Рядом с ним был в келье брат больной:
Долгими постами изнуренный,
Жаждою томясь, во сне порой
Он шептал, видением смущенный:
«Если б мог я жажду утолить,
Под зеленой, свежей тенью сада,
От янтарных гроздей винограда,
Соком переполненных, вкусить!..»
Бред его подслушав, к изголовью
Подошел Франциск: «Проснись, мой брат».
И заботливей, чем мать, с любовью
Он ведет его тихонько в сад,
Прямо к спелым гроздьям винограда.
Но больной поднять не смеет взгляда;
Ягоды под розовым лучом,
Налитые соком золотистым,
Под листом широким и росистым
Светятся прозрачным янтарем.
И Блаженный первый к ним склонился,
Немощь плоти с братом разделил,
Вместе с ним он от плода вкусил,
Чтоб монах нарушить не стыдился
Свой обет: «Не бойся прогневить
Господа, — сказал Франциск, — чтоб душу
Брата от страданий облегчить,
Тысячи обетов я нарушу!
На себя беру твой грех.
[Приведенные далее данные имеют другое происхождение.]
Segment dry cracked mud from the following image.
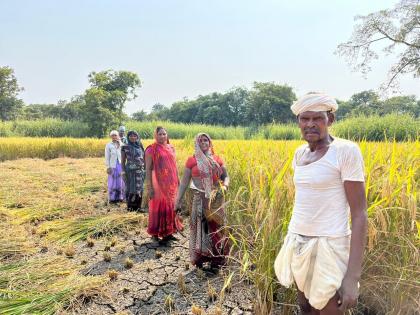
[67,216,254,315]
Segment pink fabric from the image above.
[146,143,183,237]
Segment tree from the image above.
[89,70,141,124]
[82,70,141,137]
[247,82,296,125]
[0,67,23,121]
[149,103,169,120]
[337,0,420,89]
[131,109,148,121]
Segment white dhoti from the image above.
[274,233,350,310]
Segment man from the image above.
[118,126,127,144]
[274,93,367,314]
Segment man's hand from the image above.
[338,276,359,312]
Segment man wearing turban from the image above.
[274,93,367,314]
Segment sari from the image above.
[121,131,146,211]
[146,142,183,238]
[108,161,124,202]
[186,134,229,268]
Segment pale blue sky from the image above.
[0,0,420,113]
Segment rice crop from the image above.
[0,138,420,314]
[0,114,420,141]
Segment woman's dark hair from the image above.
[156,126,167,134]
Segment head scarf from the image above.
[153,127,169,144]
[127,130,144,151]
[290,93,338,116]
[194,133,222,198]
[109,130,120,137]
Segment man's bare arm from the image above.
[338,181,367,311]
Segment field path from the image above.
[71,215,252,314]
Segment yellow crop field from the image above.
[0,138,420,314]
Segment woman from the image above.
[175,133,229,268]
[121,130,145,211]
[146,127,183,241]
[105,130,124,203]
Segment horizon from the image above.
[0,0,420,114]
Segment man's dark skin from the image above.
[297,111,367,315]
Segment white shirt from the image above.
[289,138,364,237]
[105,142,121,168]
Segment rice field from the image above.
[0,138,420,314]
[0,114,420,141]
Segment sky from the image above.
[0,0,420,113]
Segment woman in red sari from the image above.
[175,133,229,268]
[146,127,183,241]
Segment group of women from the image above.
[105,127,229,268]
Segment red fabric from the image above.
[185,155,223,182]
[146,143,183,237]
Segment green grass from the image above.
[0,114,420,141]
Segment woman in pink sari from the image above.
[146,127,183,241]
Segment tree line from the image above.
[0,67,420,136]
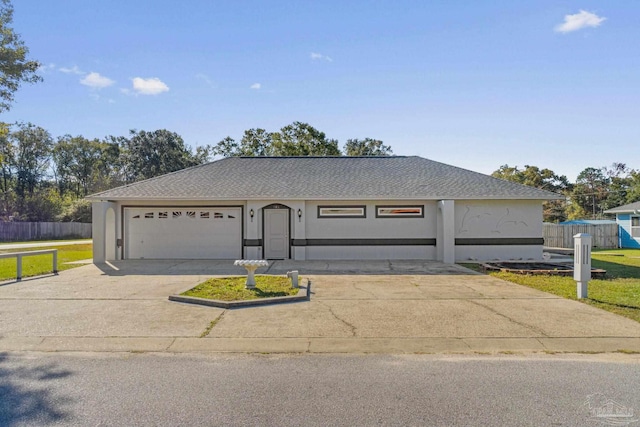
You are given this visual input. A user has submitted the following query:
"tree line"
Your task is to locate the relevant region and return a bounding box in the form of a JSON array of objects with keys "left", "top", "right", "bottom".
[
  {"left": 491, "top": 163, "right": 640, "bottom": 222},
  {"left": 0, "top": 122, "right": 392, "bottom": 222},
  {"left": 0, "top": 0, "right": 640, "bottom": 222}
]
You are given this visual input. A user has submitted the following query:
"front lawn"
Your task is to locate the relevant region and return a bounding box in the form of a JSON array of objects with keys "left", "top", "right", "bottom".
[
  {"left": 465, "top": 249, "right": 640, "bottom": 322},
  {"left": 181, "top": 275, "right": 298, "bottom": 301},
  {"left": 0, "top": 243, "right": 93, "bottom": 280}
]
Готов
Дать ответ во всем: я знаю, Боже,
Милосердье — для Тебя дороже
Всех молитв, обрядов и постов!»
VIОт служенья в мрачном, душном храме
В сад порой Блаженный уходил.
Там, под голубыми небесами,
Целый день с улыбкой он следил,
Как из сердца розы темно-алой,
Из тюльпанов огненных пчела
Сладкий, ароматный сок пила,
И как солнце в ульях озаряло
Восковые грани нежных сот,
Где струился теплый, светлый мед.
В их строенье мудрости так много,
Что Франциск у пчелок золотых,
Умных маленьких сестер своих,
Познавать учился благость Бога.
И когда в стыдливой красоте
Лилии порой пред ним блистали,
Дольние цветы напоминали
О Цветке Небесном, о Христе —
Этой бледной, сладостной Лилее,
Выросшей в долинах Галилеи
И цветущей ныне в небесах.
Тот цветок наполнил, умирая,
Мир таким благоуханьем рая,
Что проснулись мертвые в гробах.
Так вселенная душе святого
Кажется в гармонии своей
Символом Единого, Благого,
Вечного, таящегося в ней.
И зовет, зовет он всю природу,
Бездны, горы, тучи, небеса,
Землю, воздух и огонь, и воду —
Слить в одну молитву голоса.
Чувствуя душой прикосновенье
Бесконечного, он весь горел
И любил, и, полный вдохновенья,
Свой великий гимн пред Богом пел:
VII«Тебе — хвала, Тебе — благодаренье,
Тебя Единого мы будем прославлять,
И недостойно ни одно творенье
Тебя по имени назвать!
Хвалите Вечного за все Его созданья:
За брата моего, за Солнце, чье сиянье,
Рождающее день —
Одна лишь тень,
О, Солнце солнц, о, мой Владыко, —
Одна лишь тень —
От Твоего невидимого лика!
Да хвалит Господа сестра моя Луна, —
И звезды, полные таинственной отрады,
Твои небесные лампады,
И благодатная ночная тишина!
Да хвалит Господа и брат мой Ветр летучий,
Не знающий оков, и грозовые тучи,
И каждое дыханье черных бурь,
И утренняя, нежная лазурь!
Да хвалит Господа сестра моя Вода:
Она — тиха, она — смиренна,
И целомудренно чиста, и драгоценна!
Да хвалит Господа мой брат Огонь — всегда
Веселый, бодрый, ясный,
Товарищ мирного досуга и труда,
Непобедимый и прекрасный!
Да хвалит Господа и наша мать Земля:
В ее родную грудь, во влажные поля
Бразды глубокие железный плуг врезает,
А между тем она с любовью осыпает
Своих детей кошницами плодов,
Колосьев золотых и радужных цветов!
Да хвалит Господа и Смерть, моя родная,
Моя великая, могучая сестра!
Для тех, кто шел стезей добра,
Кто умер, радостно врагов своих прощая,
Для тех уж смерти больше нет,
И смерть — им жизнь, и тьма могилы — свет!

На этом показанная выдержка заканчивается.